I want an encryption key now. So again we edit our key and use the command addkey :
Command> addkey
Key is protected.
You need a passphrase to unlock the secret key for
user: "Tchetch <tchetch@example.com>"
2048-bit RSA key, ID 9E24D04F, created 2010-02-10
Please select what kind of key you want:
(2) DSA (sign only)
(4) Elgamal (encrypt only)
(5) RSA (sign only)
(6) RSA (encrypt only)
Your selection? 6
RSA keys may be between 1024 and 4096 bits long.

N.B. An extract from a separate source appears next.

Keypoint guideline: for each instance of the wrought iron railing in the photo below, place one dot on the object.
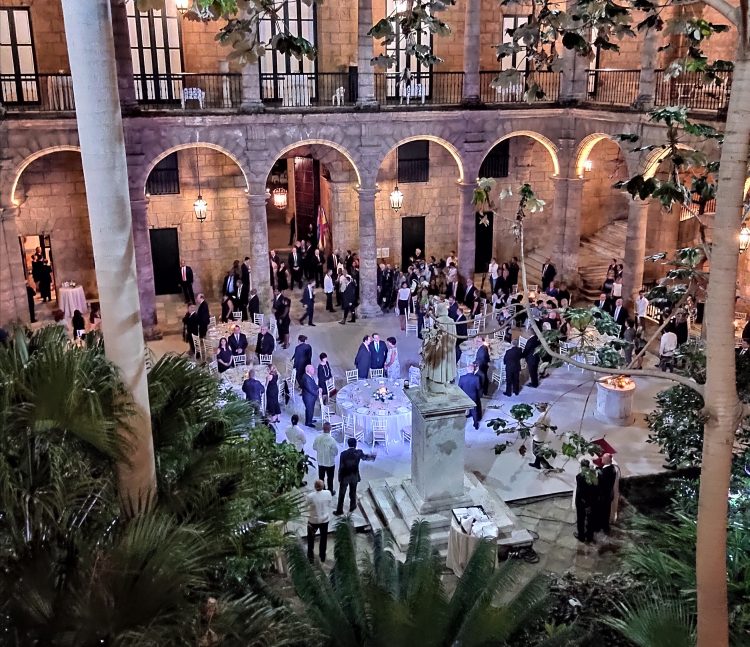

What keysize do you want? (2048)
Requested keysize is 2048 bits
Please specify how long the key should be valid.
0 = key does not expire
<n> = key expires in n days
<n>w = key expires in n weeks
<n>m = key expires in n months
<n>y = key expires in n years
Key is valid for? (0) 1
Key expires at Thu Feb 11 12:47:16 2010 UTC
Is this correct? (y/N) y
Really create? (y/N) y
We need to generate a lot of random bytes. It is a good idea to perform
some other action (type on the keyboard, move the mouse, utilize the
disks) during the prime generation; this gives the random number
generator a better chance to gain enough entropy.
......+++++
.+++++
pub 2048R/9E24D04F created: 2010-02-10 expires: 2010-02-11 usage: SC
trust: ultimate validity: ultimate
sub 2048R/E7E84442 created: 2010-02-10 expires: 2010-02-11 usage: E
[ultimate] (1). Tchetch <tchetch@example.com>
Command> save
You see, it asks you the same kind of question for than key generation. You have to choose an encrypt only key (we already have a sign only key). Choosing between Elgamal or RSA is left to you, as the key size.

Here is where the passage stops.